Prestel, M, Prell-Schicker, C, Webb, T, Malik, R, Lindner, B, Ziesch, N, Rex-Haffner, M, Röh, S, Viturawong, T, Lehm, M, et al
Stroke. 2019;(10):2651-2660
Abstract
Background and Purpose- Genome-wide association studies have identified the HDAC9 (histone deacetylase 9) gene region as a major risk locus for atherosclerotic stroke and coronary artery disease in humans. Previous results suggest a role of altered HDAC9 expression levels as the underlying disease mechanism. rs2107595, the lead single nucleotide polymorphism for stroke and coronary artery disease resides in noncoding DNA and colocalizes with histone modification marks suggestive of enhancer elements. Methods- To determine the mechanisms by which genetic variation at rs2107595 regulates HDAC9 expression and thus vascular risk we employed targeted resequencing, proteome-wide search for allele-specific nuclear binding partners, chromatin immunoprecipitation, genome-editing, reporter assays, circularized chromosome conformation capture, and gain- and loss-of-function experiments in cultured human cell lines and primary immune cells. Results- Targeted resequencing of the HDAC9 locus in patients with atherosclerotic stroke and controls supported candidacy of rs2107595 as the causative single nucleotide polymorphism. A proteomic search for nuclear binding partners revealed preferential binding of the E2F3/TFDP1/Rb1 complex (E2F transcription factor 3/transcription factor Dp-1/Retinoblastoma 1) to the rs2107595 common allele, consistent with the disruption of an E2F3 consensus site by the risk allele. Gain- and loss-of-function studies showed a regulatory effect of E2F/Rb proteins on HDAC9 expression. Compared with the common allele, the rs2107595 risk allele exhibited higher transcriptional capacity in luciferase assays and was associated with higher HDAC9 mRNA levels in primary macrophages and genome-edited Jurkat cells.
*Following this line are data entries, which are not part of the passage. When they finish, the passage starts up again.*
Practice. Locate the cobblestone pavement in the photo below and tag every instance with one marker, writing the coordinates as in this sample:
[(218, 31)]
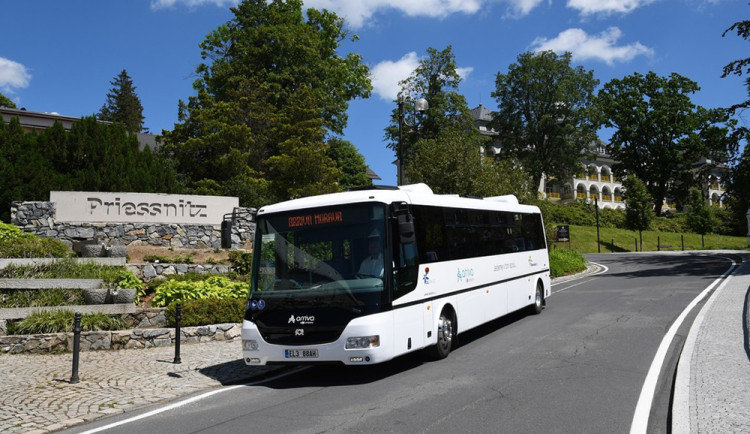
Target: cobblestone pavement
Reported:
[(712, 388), (36, 395)]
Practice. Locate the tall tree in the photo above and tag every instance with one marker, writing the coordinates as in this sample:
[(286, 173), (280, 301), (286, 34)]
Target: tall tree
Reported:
[(543, 116), (452, 164), (264, 71), (660, 134), (123, 104), (6, 102), (740, 66), (738, 187), (269, 44), (638, 206), (738, 193), (700, 219), (436, 80), (350, 162)]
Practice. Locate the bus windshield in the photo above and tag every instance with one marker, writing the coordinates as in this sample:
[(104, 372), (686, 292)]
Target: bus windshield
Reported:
[(321, 253)]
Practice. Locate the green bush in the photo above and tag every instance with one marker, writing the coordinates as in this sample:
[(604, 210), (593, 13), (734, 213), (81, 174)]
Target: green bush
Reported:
[(179, 259), (57, 321), (9, 232), (36, 298), (563, 262), (173, 291), (29, 246), (676, 223), (70, 269), (207, 311)]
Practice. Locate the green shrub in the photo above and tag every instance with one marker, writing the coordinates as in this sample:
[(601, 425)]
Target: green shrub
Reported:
[(676, 223), (57, 321), (179, 259), (9, 232), (207, 311), (564, 262), (173, 291), (34, 247)]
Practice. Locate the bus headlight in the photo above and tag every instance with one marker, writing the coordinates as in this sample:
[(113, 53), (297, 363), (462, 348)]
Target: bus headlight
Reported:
[(362, 342)]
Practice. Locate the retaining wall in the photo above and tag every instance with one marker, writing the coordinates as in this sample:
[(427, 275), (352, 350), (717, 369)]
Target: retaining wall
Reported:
[(115, 340), (38, 218)]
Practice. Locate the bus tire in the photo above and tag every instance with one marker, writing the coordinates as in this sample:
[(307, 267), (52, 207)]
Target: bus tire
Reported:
[(538, 305), (446, 334)]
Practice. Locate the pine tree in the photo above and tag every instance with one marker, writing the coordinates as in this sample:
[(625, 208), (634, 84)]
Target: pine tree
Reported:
[(123, 105)]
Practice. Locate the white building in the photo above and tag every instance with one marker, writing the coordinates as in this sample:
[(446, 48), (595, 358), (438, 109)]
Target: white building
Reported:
[(595, 179)]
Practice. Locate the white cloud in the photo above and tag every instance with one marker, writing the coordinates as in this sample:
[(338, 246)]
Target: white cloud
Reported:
[(602, 47), (13, 75), (358, 12), (387, 74), (591, 7), (162, 4)]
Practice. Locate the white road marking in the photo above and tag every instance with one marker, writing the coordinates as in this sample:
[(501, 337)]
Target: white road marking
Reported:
[(645, 400)]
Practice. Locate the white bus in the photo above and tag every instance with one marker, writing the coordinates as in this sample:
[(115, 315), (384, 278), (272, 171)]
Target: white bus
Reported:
[(364, 276)]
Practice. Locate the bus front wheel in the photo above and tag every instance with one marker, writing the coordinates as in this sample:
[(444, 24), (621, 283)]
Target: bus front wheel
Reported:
[(445, 336)]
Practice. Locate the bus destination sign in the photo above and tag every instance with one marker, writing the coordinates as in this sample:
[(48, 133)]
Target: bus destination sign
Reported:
[(316, 219)]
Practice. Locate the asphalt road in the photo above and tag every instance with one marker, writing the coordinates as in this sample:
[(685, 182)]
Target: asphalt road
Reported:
[(578, 367)]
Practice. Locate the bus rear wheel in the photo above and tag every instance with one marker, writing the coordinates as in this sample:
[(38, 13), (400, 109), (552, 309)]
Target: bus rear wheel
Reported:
[(538, 305), (445, 336)]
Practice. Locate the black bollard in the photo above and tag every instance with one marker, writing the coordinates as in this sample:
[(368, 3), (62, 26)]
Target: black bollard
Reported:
[(177, 315), (76, 347)]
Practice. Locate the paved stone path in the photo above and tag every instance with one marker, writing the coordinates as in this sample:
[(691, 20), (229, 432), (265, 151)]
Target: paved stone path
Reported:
[(718, 383), (36, 395)]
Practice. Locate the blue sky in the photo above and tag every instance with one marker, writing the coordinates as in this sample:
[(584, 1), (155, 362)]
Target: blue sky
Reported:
[(60, 56)]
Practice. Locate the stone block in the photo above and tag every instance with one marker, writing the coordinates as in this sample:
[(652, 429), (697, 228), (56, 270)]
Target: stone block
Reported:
[(118, 251), (93, 251)]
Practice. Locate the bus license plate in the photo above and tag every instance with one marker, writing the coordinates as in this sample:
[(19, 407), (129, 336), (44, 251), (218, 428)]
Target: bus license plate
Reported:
[(301, 354)]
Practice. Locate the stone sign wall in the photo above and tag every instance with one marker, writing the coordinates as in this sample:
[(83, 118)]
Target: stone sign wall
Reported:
[(39, 218)]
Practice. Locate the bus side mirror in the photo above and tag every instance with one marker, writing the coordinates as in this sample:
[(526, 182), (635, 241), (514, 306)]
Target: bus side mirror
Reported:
[(405, 223), (406, 230)]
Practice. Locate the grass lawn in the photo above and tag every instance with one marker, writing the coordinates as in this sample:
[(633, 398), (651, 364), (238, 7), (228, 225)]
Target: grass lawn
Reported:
[(583, 240)]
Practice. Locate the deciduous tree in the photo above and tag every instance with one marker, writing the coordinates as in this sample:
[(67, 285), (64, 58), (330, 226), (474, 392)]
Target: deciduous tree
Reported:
[(258, 68), (123, 104), (659, 134), (639, 208), (543, 116), (436, 79)]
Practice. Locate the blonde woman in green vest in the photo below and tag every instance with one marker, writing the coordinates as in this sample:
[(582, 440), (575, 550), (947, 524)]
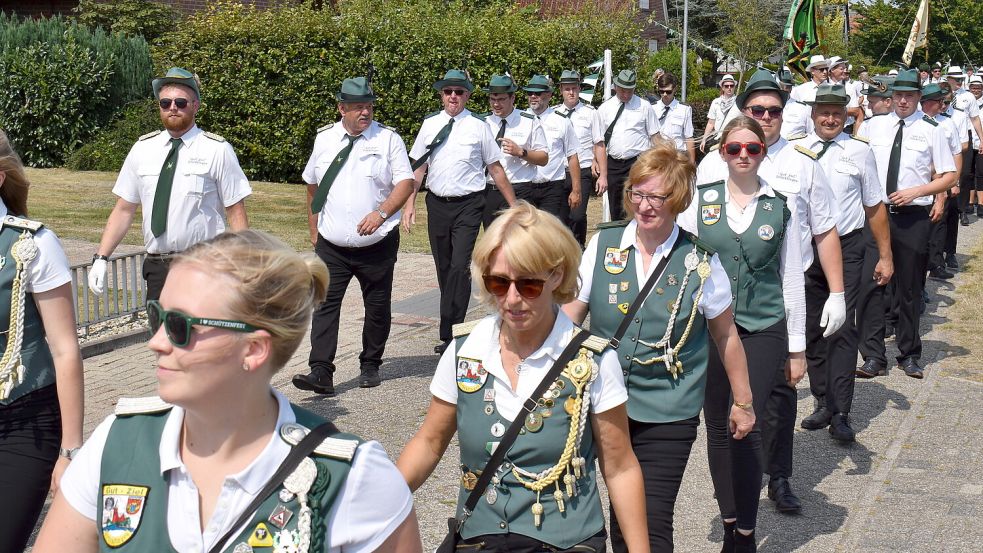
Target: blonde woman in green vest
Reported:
[(188, 470), (40, 424), (663, 354), (544, 496), (756, 235)]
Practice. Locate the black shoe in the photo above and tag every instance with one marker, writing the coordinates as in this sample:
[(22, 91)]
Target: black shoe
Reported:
[(870, 369), (840, 428), (318, 381), (369, 378), (911, 368), (818, 419), (786, 502)]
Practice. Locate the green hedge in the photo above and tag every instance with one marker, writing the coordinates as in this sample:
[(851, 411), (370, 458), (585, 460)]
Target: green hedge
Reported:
[(269, 77), (60, 82)]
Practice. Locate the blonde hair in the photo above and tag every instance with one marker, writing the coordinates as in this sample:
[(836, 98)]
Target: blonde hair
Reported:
[(676, 170), (534, 242), (15, 185), (277, 289)]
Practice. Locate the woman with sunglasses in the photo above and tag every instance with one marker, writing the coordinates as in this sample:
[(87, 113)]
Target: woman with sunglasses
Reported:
[(544, 496), (663, 354), (176, 472), (40, 423), (754, 231)]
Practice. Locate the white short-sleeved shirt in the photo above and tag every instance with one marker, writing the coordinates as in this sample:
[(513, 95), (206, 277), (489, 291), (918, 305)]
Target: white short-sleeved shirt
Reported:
[(562, 142), (677, 125), (633, 131), (525, 131), (851, 172), (607, 392), (792, 272), (716, 290), (924, 150), (586, 123), (376, 163), (207, 180), (358, 520), (457, 167)]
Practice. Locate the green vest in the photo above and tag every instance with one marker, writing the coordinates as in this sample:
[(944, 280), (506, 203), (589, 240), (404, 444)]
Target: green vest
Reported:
[(35, 356), (654, 393), (533, 451), (752, 258), (133, 492)]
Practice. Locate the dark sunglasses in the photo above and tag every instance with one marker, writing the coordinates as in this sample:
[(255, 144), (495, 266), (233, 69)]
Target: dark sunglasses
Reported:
[(758, 112), (529, 288), (181, 103), (177, 325), (752, 148)]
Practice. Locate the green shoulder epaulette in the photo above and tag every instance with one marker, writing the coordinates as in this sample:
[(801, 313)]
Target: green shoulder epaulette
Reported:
[(335, 448), (140, 406), (22, 223), (806, 151), (465, 328)]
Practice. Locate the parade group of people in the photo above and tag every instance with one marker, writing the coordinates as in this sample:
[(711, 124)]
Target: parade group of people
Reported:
[(714, 290)]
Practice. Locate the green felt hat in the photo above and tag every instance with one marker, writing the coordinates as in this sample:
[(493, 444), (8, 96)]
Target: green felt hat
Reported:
[(455, 77), (177, 75), (356, 90), (762, 80)]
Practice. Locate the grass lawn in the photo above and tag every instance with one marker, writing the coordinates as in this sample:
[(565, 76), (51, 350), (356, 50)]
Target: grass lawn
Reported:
[(76, 205)]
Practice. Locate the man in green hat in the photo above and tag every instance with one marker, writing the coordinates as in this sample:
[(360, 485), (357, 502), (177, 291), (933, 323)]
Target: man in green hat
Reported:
[(914, 163), (523, 145), (452, 150), (186, 182), (358, 178), (592, 153), (553, 193), (631, 127), (851, 169)]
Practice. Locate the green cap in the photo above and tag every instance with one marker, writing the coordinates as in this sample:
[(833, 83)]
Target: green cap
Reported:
[(539, 83), (177, 75), (356, 90), (626, 79), (762, 80), (455, 77), (500, 84)]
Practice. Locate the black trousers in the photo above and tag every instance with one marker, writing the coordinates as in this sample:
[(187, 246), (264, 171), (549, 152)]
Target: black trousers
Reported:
[(30, 435), (617, 177), (452, 225), (831, 361), (736, 465), (372, 266), (662, 450)]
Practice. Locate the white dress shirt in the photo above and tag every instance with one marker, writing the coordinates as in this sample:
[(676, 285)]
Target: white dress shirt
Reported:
[(457, 167), (207, 180), (376, 163)]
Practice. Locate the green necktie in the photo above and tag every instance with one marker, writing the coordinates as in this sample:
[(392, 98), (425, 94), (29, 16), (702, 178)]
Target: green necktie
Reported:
[(162, 196), (329, 176), (894, 164)]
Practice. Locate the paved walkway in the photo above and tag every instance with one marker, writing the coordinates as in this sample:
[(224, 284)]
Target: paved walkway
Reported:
[(910, 483)]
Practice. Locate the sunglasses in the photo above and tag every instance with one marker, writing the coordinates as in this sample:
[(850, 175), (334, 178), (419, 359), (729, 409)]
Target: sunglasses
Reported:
[(529, 288), (758, 112), (752, 148), (177, 325), (181, 103)]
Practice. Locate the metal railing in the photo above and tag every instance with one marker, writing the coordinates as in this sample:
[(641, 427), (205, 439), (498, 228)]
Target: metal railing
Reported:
[(125, 292)]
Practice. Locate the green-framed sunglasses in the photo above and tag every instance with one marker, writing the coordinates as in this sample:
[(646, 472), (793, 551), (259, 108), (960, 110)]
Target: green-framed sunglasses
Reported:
[(178, 325)]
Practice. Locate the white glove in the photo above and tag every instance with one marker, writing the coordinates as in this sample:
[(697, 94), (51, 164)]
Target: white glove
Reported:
[(834, 314), (97, 277)]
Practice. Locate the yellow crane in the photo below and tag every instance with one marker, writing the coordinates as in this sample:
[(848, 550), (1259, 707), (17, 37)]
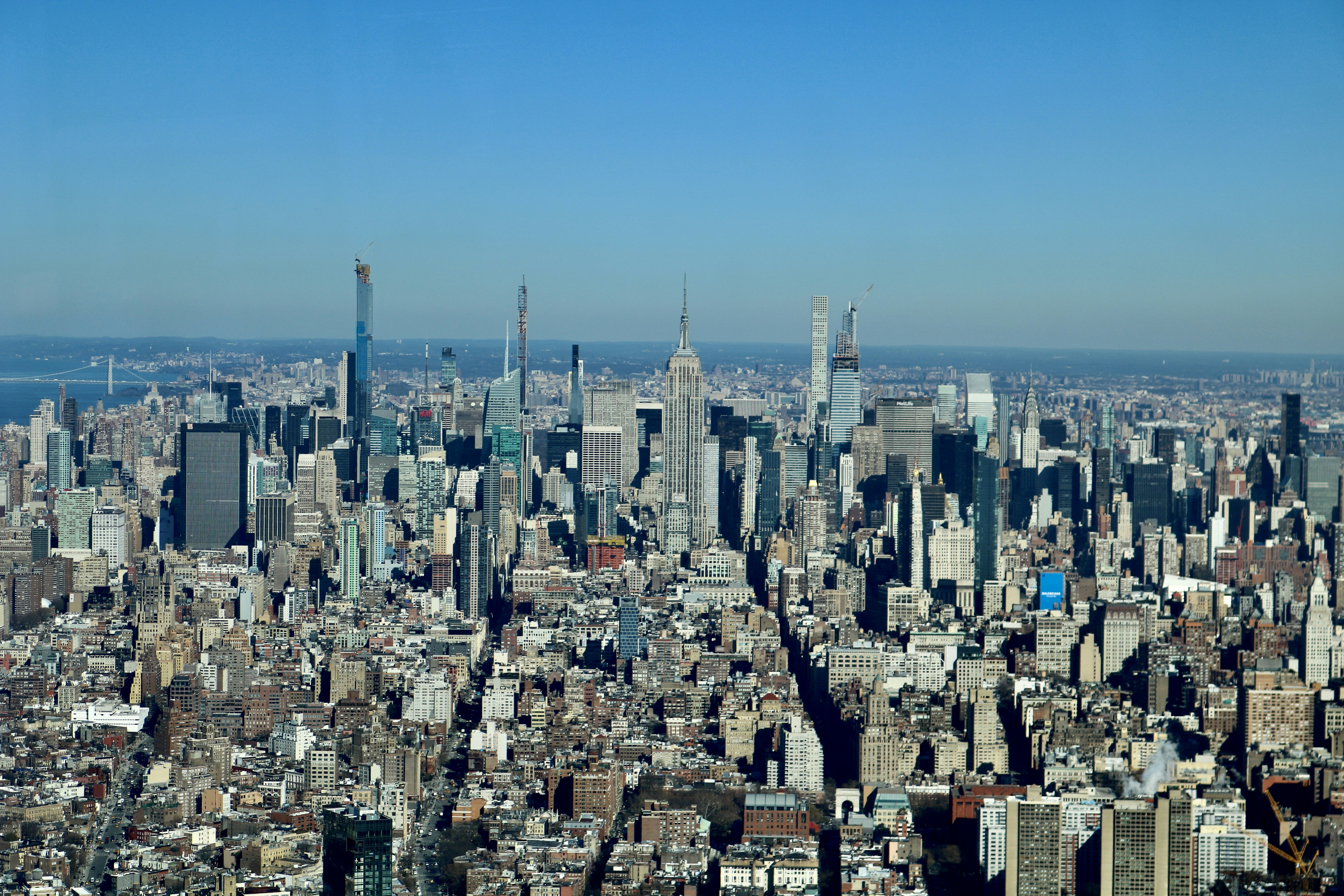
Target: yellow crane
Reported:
[(1302, 864)]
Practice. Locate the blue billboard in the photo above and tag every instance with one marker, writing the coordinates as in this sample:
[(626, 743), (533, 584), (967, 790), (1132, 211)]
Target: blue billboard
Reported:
[(1052, 592)]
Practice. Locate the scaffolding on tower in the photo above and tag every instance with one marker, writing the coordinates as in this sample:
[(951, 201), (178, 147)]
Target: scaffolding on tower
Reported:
[(522, 347)]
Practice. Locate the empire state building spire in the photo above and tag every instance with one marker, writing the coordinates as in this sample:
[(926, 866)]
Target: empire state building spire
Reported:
[(685, 346)]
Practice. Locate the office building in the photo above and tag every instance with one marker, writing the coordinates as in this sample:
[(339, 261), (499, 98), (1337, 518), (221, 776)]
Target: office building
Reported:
[(476, 545), (1146, 847), (75, 518), (213, 484), (1291, 425), (947, 409), (821, 339), (58, 460), (845, 410), (1151, 493), (1318, 637), (576, 388), (503, 400), (710, 456), (1030, 429), (980, 400), (1123, 628), (447, 367), (431, 492), (769, 493), (364, 347), (604, 456), (357, 851), (612, 404), (349, 547), (1322, 485), (628, 628), (376, 532), (683, 433), (275, 518), (110, 535), (987, 523), (907, 426), (1003, 426), (803, 758)]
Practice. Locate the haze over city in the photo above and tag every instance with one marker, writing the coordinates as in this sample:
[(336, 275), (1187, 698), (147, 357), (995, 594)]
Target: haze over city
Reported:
[(1030, 177), (873, 450)]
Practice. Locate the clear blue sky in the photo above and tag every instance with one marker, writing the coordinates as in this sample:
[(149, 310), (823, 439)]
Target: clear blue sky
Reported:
[(1097, 175)]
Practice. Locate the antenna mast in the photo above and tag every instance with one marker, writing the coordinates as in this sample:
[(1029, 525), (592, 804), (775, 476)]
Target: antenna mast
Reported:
[(522, 346)]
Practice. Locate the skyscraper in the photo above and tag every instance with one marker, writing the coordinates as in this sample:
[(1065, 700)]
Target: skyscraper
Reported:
[(350, 559), (58, 459), (364, 347), (908, 429), (75, 518), (846, 396), (712, 488), (948, 404), (1291, 425), (576, 388), (478, 567), (683, 431), (987, 518), (447, 367), (502, 398), (612, 404), (603, 454), (213, 484), (980, 398), (357, 852), (347, 394), (1030, 429), (1003, 424), (769, 492), (628, 631), (821, 339)]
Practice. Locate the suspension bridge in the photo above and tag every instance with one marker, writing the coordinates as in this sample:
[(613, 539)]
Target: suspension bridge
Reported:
[(64, 377)]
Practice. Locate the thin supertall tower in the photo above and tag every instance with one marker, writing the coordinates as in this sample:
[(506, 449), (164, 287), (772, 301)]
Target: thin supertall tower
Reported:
[(364, 346), (522, 347), (821, 338)]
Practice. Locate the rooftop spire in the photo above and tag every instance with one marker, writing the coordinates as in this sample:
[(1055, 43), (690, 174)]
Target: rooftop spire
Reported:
[(685, 346)]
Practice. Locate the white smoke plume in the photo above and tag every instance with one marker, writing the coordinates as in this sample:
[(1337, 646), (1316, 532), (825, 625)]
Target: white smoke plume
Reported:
[(1162, 766)]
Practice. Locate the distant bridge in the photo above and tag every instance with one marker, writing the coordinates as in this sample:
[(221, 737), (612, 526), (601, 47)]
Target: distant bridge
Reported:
[(61, 377)]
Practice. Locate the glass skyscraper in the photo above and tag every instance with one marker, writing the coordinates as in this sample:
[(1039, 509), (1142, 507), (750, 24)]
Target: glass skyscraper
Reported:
[(846, 394), (58, 460), (213, 484), (364, 346), (357, 852)]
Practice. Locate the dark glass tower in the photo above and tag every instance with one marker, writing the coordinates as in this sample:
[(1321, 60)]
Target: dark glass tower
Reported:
[(364, 347), (357, 852), (987, 518), (213, 485), (1291, 425)]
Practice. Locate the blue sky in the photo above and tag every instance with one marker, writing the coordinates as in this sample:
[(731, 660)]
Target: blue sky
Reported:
[(1085, 175)]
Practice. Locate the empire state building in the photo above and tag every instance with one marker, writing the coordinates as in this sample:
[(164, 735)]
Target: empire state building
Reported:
[(683, 436)]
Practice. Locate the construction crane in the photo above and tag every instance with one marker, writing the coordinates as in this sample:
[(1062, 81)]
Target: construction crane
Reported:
[(1295, 855), (1302, 864)]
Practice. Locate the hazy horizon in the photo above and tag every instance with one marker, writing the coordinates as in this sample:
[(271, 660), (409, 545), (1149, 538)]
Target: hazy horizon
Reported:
[(1099, 177)]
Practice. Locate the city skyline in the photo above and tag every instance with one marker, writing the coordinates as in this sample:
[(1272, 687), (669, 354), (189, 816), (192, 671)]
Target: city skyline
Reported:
[(991, 172)]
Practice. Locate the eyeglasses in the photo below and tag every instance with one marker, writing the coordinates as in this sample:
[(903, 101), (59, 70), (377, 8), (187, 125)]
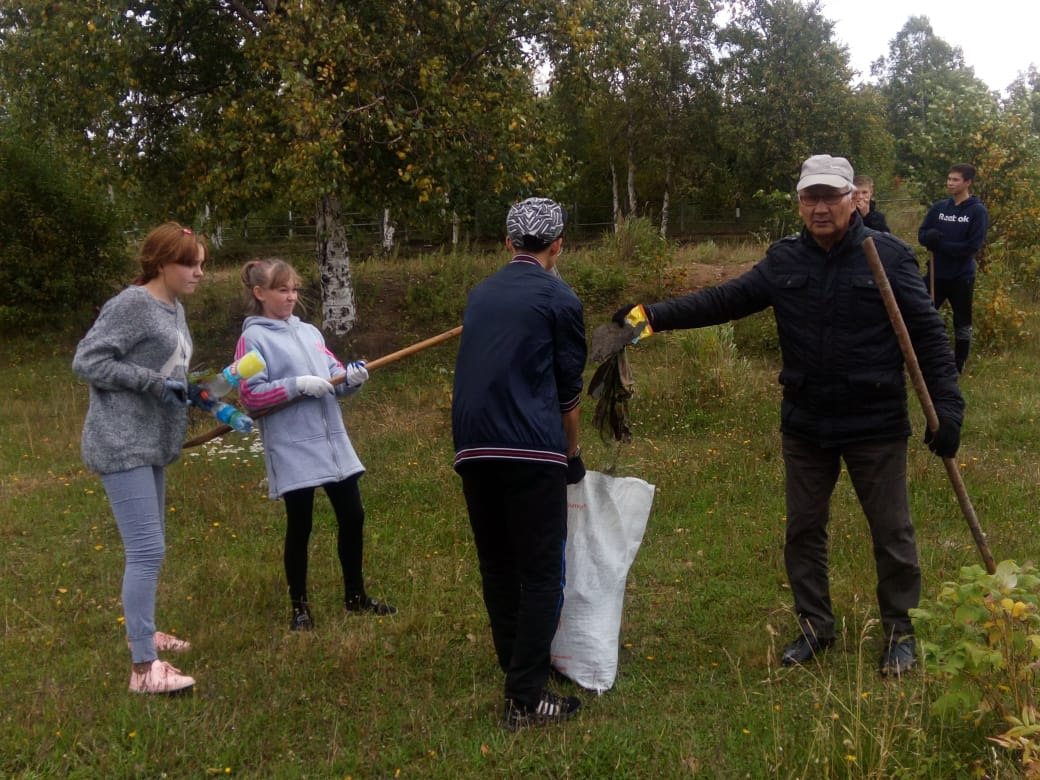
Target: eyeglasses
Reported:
[(831, 199)]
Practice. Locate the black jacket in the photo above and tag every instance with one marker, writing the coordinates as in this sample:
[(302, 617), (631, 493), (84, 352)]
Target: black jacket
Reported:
[(519, 366), (842, 371)]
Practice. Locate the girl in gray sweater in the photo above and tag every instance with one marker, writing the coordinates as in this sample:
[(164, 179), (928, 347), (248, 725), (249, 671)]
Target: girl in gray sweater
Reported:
[(306, 444), (135, 358)]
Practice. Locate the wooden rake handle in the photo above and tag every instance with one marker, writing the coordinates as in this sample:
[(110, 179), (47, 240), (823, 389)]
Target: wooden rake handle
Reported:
[(370, 365), (913, 368)]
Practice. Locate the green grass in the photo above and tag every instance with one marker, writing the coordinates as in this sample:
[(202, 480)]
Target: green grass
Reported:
[(698, 694)]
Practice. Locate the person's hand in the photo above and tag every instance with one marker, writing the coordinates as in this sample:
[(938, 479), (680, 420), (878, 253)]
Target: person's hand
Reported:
[(313, 386), (357, 374), (946, 440), (575, 468), (174, 392), (633, 315), (619, 316)]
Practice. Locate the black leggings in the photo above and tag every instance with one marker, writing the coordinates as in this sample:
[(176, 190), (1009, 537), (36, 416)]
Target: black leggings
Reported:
[(345, 499)]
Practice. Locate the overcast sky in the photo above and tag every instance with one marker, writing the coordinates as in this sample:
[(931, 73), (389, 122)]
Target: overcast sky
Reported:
[(998, 37)]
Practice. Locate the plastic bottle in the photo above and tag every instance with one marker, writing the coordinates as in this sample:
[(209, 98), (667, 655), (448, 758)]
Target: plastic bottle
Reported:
[(228, 380), (231, 416)]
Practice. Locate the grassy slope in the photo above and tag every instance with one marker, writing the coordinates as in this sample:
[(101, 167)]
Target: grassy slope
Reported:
[(417, 696)]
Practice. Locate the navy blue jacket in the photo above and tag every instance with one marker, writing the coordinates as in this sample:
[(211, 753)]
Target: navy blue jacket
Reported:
[(842, 371), (963, 231), (519, 366)]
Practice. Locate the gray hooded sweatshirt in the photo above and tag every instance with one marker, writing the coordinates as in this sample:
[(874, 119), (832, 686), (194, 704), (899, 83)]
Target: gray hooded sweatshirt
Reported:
[(305, 444), (135, 343)]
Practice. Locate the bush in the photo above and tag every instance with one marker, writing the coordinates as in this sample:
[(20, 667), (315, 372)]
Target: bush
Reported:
[(60, 247), (644, 255), (983, 640), (998, 323)]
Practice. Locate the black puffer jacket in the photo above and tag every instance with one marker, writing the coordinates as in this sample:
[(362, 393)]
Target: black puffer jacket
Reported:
[(842, 370)]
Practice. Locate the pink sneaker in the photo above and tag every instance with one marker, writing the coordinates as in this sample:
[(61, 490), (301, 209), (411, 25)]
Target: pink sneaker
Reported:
[(160, 678), (169, 643)]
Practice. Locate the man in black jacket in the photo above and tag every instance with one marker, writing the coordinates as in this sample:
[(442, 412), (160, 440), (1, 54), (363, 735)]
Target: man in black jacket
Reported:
[(843, 394)]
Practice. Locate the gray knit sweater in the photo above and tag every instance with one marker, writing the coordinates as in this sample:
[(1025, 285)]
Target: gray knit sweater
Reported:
[(136, 341)]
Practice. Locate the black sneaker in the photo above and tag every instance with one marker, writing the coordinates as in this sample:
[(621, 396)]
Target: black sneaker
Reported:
[(550, 708), (302, 620), (899, 657), (365, 604)]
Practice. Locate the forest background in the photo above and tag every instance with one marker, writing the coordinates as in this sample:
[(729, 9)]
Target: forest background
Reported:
[(425, 120), (430, 119)]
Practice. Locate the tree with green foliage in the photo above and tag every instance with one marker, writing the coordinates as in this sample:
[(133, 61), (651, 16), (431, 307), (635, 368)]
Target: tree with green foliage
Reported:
[(115, 86), (785, 93), (61, 250), (380, 104), (934, 102)]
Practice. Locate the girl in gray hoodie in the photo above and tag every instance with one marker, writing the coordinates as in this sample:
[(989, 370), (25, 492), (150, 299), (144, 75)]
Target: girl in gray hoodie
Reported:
[(135, 357), (306, 444)]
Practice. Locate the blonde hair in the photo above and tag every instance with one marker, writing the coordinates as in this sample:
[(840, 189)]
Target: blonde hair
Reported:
[(266, 273), (167, 243)]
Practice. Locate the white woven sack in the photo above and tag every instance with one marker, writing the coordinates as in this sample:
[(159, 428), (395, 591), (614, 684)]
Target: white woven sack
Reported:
[(605, 519)]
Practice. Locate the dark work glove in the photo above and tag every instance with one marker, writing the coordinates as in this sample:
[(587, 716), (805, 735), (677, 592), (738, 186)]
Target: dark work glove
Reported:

Circularized chromosome conformation capture revealed a genomic interaction of the rs2107595 region with the HDAC9 promoter, which was stronger for the common allele as was the in vivo interaction with E2F3 and Rb1 determined by chromatin immunoprecipitation. Gain-of-function experiments in isogenic Jurkat cells demonstrated a key role of E2F3 in mediating rs2107595-dependent transcriptional regulation of HDAC9. Conclusions- Collectively, our findings imply allele-specific transcriptional regulation of HDAC9 via E2F3 and Rb1 as a major mechanism mediating vascular risk at rs2107595.